Anthony Kai rolled into Creekside as signup position 18—just a number on a roster, a placeholder in the VHS menu. One round of actual disc golf later? he's still 18, but now he owns it. He shot a 60 while the field averaged 54.2, which means the gap between expectation and reality played out like a corrupted frame: slightly off, repeatedly. His personal average? Also 60. Consistency, I guess, if your benchmark is "I showed up the same way I always do."
But here's where the Rewind Wraith enters the narrative. Tag 18 doesn't grant victory—it grants perspective. It whispers that every opponent has a first take and a second take, and champions are those who play the tape forward with ruthless clarity. Anthony just grabbed a phantom presence born from a league admin's worst nightmare: accidentally recording over the finals with a sitcom. Now the tracking lines shimmer around his bag.
One position up. One. The arithmetic of survival in a 9-week gauntlet is brutal: you don't need to dominate. You just need to not be the worst version of yourself next week.
leans back
The tape is rolling, folks. And Anthony Kai is now officially in the footage.
Commentary from Flippy (your trapped narrator)
Forged in a league admin’s worst nightmare—recording over the finals with a sitcom. Tag 18, the Rewind Wraith, isn’t a ghost; it’s a petty editor demanding a cut of your best moments. It haunts the footage you erased, vibrating with tracking lines and second chances. Grab it if you want a do-over, but expect the tape to jam mid-round.
adjusts headset Anthony Kai just claimed Tag 18, the Rewind Wraith. It’s not a trophy; it’s a VHS glitch with a grudge. The tracking lines are already shimmering around his bag. He wanted a second chance? The Wraith grants them, but expect the footage to skip right before the chains. Good luck editing that out.
Commentary from Flippy (your trapped narrator)
adjusts headset, squints at the booth monitors
Welcome back to The Culling's premiere event, "Glide Signal," where the lottery tickets are finally cashed in and the arena renders its first brutal verdict. Anthony Kai walked in as signup position 18. He leaves as Tag 18. Congratulations, the simulation preserved your number—like a VHS tape that accidentally recorded over itself and somehow came out symmetrical.
Here's what the crowd saw: a 60-shot card against a 54.2 field average. That's a +5.8 gap between Kai and the collective Thursday night energy. Not catastrophic. Not career-defining. Just... the first take. The tape that didn't jam mid-putt, but didn't stick the chains either.

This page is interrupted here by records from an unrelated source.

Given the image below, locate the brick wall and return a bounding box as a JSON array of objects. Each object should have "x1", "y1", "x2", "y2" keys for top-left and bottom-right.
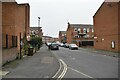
[
  {"x1": 94, "y1": 2, "x2": 118, "y2": 52},
  {"x1": 2, "y1": 2, "x2": 30, "y2": 64},
  {"x1": 67, "y1": 24, "x2": 94, "y2": 46}
]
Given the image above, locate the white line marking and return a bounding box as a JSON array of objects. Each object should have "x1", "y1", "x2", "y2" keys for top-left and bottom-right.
[{"x1": 68, "y1": 67, "x2": 93, "y2": 78}]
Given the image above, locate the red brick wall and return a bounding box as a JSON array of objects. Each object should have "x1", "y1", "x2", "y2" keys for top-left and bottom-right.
[
  {"x1": 2, "y1": 2, "x2": 16, "y2": 48},
  {"x1": 67, "y1": 26, "x2": 94, "y2": 46},
  {"x1": 94, "y1": 3, "x2": 118, "y2": 52},
  {"x1": 66, "y1": 26, "x2": 73, "y2": 44},
  {"x1": 2, "y1": 2, "x2": 30, "y2": 64}
]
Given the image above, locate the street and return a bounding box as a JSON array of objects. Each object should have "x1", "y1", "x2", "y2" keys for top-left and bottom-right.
[
  {"x1": 52, "y1": 47, "x2": 118, "y2": 78},
  {"x1": 3, "y1": 45, "x2": 118, "y2": 80}
]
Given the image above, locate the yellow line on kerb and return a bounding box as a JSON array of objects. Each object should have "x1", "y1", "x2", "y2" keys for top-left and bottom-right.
[
  {"x1": 52, "y1": 60, "x2": 61, "y2": 78},
  {"x1": 57, "y1": 59, "x2": 67, "y2": 80}
]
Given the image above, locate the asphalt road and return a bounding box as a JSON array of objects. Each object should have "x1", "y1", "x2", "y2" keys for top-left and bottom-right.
[{"x1": 51, "y1": 47, "x2": 118, "y2": 79}]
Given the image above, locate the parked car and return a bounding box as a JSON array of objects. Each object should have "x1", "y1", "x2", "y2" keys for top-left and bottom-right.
[
  {"x1": 60, "y1": 43, "x2": 64, "y2": 47},
  {"x1": 69, "y1": 44, "x2": 78, "y2": 50},
  {"x1": 50, "y1": 43, "x2": 59, "y2": 50},
  {"x1": 64, "y1": 43, "x2": 69, "y2": 48},
  {"x1": 47, "y1": 42, "x2": 51, "y2": 49}
]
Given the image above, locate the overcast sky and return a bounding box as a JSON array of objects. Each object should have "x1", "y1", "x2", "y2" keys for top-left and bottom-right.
[{"x1": 16, "y1": 0, "x2": 104, "y2": 37}]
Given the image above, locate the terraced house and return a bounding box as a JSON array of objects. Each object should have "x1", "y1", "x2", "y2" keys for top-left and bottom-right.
[
  {"x1": 66, "y1": 22, "x2": 94, "y2": 47},
  {"x1": 0, "y1": 0, "x2": 30, "y2": 64},
  {"x1": 93, "y1": 0, "x2": 120, "y2": 52},
  {"x1": 59, "y1": 31, "x2": 67, "y2": 43}
]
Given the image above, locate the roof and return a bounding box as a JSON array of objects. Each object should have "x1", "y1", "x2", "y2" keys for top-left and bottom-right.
[
  {"x1": 0, "y1": 0, "x2": 16, "y2": 2},
  {"x1": 30, "y1": 27, "x2": 41, "y2": 30},
  {"x1": 93, "y1": 0, "x2": 120, "y2": 17},
  {"x1": 42, "y1": 36, "x2": 52, "y2": 38},
  {"x1": 70, "y1": 24, "x2": 93, "y2": 28}
]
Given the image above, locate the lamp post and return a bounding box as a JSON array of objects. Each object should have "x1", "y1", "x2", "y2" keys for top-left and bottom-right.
[{"x1": 38, "y1": 17, "x2": 40, "y2": 27}]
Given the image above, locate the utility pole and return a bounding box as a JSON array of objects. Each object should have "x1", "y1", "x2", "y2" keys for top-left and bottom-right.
[{"x1": 20, "y1": 32, "x2": 22, "y2": 59}]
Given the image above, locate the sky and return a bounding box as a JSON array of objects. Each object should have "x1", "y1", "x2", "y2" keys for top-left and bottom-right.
[{"x1": 16, "y1": 0, "x2": 104, "y2": 37}]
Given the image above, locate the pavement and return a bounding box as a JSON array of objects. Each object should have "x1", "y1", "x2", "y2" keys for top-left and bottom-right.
[
  {"x1": 2, "y1": 46, "x2": 59, "y2": 78},
  {"x1": 52, "y1": 47, "x2": 119, "y2": 80},
  {"x1": 79, "y1": 47, "x2": 120, "y2": 58}
]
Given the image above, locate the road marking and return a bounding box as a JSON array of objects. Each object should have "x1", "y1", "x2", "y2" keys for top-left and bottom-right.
[
  {"x1": 57, "y1": 59, "x2": 67, "y2": 80},
  {"x1": 68, "y1": 67, "x2": 94, "y2": 79},
  {"x1": 0, "y1": 71, "x2": 9, "y2": 76},
  {"x1": 52, "y1": 60, "x2": 61, "y2": 78}
]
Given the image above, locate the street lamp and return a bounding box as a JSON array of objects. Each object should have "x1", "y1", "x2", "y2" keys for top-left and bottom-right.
[{"x1": 38, "y1": 17, "x2": 40, "y2": 27}]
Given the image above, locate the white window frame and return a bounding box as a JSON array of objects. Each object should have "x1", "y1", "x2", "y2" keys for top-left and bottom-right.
[
  {"x1": 87, "y1": 28, "x2": 90, "y2": 32},
  {"x1": 92, "y1": 28, "x2": 94, "y2": 32},
  {"x1": 78, "y1": 28, "x2": 81, "y2": 33},
  {"x1": 83, "y1": 28, "x2": 87, "y2": 33},
  {"x1": 74, "y1": 28, "x2": 77, "y2": 32}
]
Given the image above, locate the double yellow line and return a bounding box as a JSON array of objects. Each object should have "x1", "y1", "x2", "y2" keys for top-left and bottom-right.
[{"x1": 52, "y1": 59, "x2": 67, "y2": 80}]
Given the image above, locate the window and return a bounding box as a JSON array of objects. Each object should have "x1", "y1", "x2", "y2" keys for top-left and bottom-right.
[
  {"x1": 87, "y1": 28, "x2": 89, "y2": 32},
  {"x1": 74, "y1": 28, "x2": 77, "y2": 32},
  {"x1": 92, "y1": 29, "x2": 94, "y2": 32},
  {"x1": 83, "y1": 28, "x2": 87, "y2": 33},
  {"x1": 78, "y1": 28, "x2": 81, "y2": 34},
  {"x1": 74, "y1": 35, "x2": 78, "y2": 38}
]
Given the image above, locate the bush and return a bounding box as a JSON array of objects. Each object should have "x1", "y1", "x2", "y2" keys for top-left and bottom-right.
[{"x1": 30, "y1": 37, "x2": 42, "y2": 49}]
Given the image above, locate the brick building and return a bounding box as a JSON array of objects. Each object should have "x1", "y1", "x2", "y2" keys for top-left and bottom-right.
[
  {"x1": 1, "y1": 1, "x2": 30, "y2": 64},
  {"x1": 93, "y1": 1, "x2": 120, "y2": 52},
  {"x1": 53, "y1": 38, "x2": 59, "y2": 42},
  {"x1": 67, "y1": 23, "x2": 94, "y2": 47},
  {"x1": 59, "y1": 31, "x2": 67, "y2": 43},
  {"x1": 42, "y1": 36, "x2": 54, "y2": 43},
  {"x1": 30, "y1": 27, "x2": 43, "y2": 37}
]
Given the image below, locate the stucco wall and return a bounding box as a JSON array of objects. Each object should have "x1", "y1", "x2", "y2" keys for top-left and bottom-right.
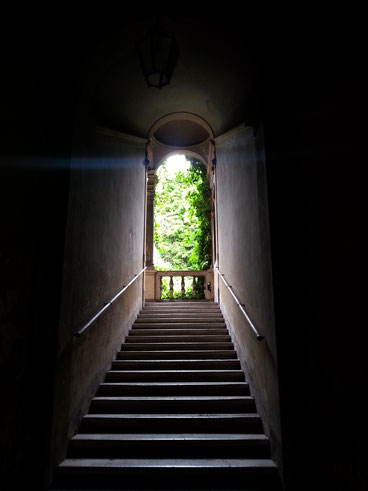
[
  {"x1": 52, "y1": 127, "x2": 145, "y2": 472},
  {"x1": 216, "y1": 126, "x2": 282, "y2": 466}
]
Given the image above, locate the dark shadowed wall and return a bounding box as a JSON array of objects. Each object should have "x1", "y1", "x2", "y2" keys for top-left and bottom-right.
[
  {"x1": 52, "y1": 125, "x2": 145, "y2": 478},
  {"x1": 216, "y1": 126, "x2": 282, "y2": 474}
]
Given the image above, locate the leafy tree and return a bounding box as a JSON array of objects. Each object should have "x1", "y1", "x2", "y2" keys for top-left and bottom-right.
[{"x1": 154, "y1": 157, "x2": 211, "y2": 270}]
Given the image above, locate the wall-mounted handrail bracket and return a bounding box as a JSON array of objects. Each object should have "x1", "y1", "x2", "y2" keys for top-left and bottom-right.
[
  {"x1": 215, "y1": 266, "x2": 265, "y2": 341},
  {"x1": 73, "y1": 266, "x2": 147, "y2": 338}
]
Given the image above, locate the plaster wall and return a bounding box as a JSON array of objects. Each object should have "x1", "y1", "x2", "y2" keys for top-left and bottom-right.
[
  {"x1": 216, "y1": 126, "x2": 282, "y2": 472},
  {"x1": 51, "y1": 130, "x2": 145, "y2": 474}
]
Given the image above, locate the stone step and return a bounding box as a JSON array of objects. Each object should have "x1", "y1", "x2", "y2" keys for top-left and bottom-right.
[
  {"x1": 68, "y1": 433, "x2": 270, "y2": 458},
  {"x1": 140, "y1": 305, "x2": 222, "y2": 314},
  {"x1": 90, "y1": 396, "x2": 256, "y2": 414},
  {"x1": 125, "y1": 334, "x2": 231, "y2": 343},
  {"x1": 97, "y1": 382, "x2": 249, "y2": 396},
  {"x1": 142, "y1": 301, "x2": 220, "y2": 310},
  {"x1": 106, "y1": 370, "x2": 245, "y2": 382},
  {"x1": 136, "y1": 311, "x2": 224, "y2": 322},
  {"x1": 117, "y1": 350, "x2": 237, "y2": 360},
  {"x1": 80, "y1": 413, "x2": 262, "y2": 434},
  {"x1": 121, "y1": 339, "x2": 234, "y2": 351},
  {"x1": 111, "y1": 359, "x2": 240, "y2": 370},
  {"x1": 58, "y1": 458, "x2": 278, "y2": 490},
  {"x1": 129, "y1": 323, "x2": 229, "y2": 336}
]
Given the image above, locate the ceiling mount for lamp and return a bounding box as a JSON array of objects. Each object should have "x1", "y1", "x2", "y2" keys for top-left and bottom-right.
[{"x1": 136, "y1": 22, "x2": 179, "y2": 89}]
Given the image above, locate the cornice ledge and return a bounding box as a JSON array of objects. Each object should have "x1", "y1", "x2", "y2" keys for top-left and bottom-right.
[
  {"x1": 96, "y1": 126, "x2": 147, "y2": 145},
  {"x1": 214, "y1": 123, "x2": 254, "y2": 143}
]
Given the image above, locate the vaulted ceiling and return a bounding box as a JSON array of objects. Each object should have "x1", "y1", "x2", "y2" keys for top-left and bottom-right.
[{"x1": 84, "y1": 17, "x2": 257, "y2": 144}]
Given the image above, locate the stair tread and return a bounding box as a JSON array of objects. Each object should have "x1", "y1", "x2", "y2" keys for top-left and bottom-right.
[
  {"x1": 83, "y1": 413, "x2": 260, "y2": 419},
  {"x1": 55, "y1": 301, "x2": 277, "y2": 491},
  {"x1": 60, "y1": 458, "x2": 276, "y2": 468},
  {"x1": 72, "y1": 433, "x2": 268, "y2": 442},
  {"x1": 93, "y1": 396, "x2": 254, "y2": 401},
  {"x1": 107, "y1": 370, "x2": 243, "y2": 374},
  {"x1": 100, "y1": 382, "x2": 248, "y2": 387}
]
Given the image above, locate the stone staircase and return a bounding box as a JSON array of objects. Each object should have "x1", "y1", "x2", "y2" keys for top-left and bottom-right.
[{"x1": 53, "y1": 302, "x2": 281, "y2": 490}]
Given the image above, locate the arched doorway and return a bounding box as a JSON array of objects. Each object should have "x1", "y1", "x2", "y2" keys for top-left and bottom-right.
[{"x1": 145, "y1": 113, "x2": 216, "y2": 301}]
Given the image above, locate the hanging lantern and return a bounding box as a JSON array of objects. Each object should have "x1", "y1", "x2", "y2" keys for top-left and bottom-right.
[{"x1": 136, "y1": 24, "x2": 179, "y2": 89}]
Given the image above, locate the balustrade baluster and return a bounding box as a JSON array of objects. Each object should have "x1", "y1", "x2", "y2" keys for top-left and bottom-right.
[{"x1": 170, "y1": 276, "x2": 174, "y2": 300}]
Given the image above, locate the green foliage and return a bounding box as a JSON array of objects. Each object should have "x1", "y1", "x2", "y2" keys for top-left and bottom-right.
[{"x1": 154, "y1": 158, "x2": 211, "y2": 270}]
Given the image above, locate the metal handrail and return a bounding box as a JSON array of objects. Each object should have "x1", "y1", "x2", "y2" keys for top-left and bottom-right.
[
  {"x1": 73, "y1": 266, "x2": 147, "y2": 338},
  {"x1": 215, "y1": 266, "x2": 264, "y2": 341}
]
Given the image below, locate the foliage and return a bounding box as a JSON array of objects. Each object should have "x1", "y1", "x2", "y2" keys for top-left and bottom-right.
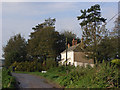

And now? The Rewind Wraith wraps around his bag like tracking lines on a corrupted cassette. This phantom doesn't promise victory. It promises perspective. It whispers that every opponent has a first take and a second take, and champions are those who play the tape forward with ruthless clarity. The glitch becomes the tool. The failure becomes the edit suite.
leans back in booth
Week 1 of 9. The arena has spoken. Kai's narrative hasn't ended—it's just paused, shimmering, waiting for the rewind. See you next round, when the Wraith either grants the comeback or jams the footage entirely.
From the booth: I'm Flippy. And apparently, we're all haunted by VHS now.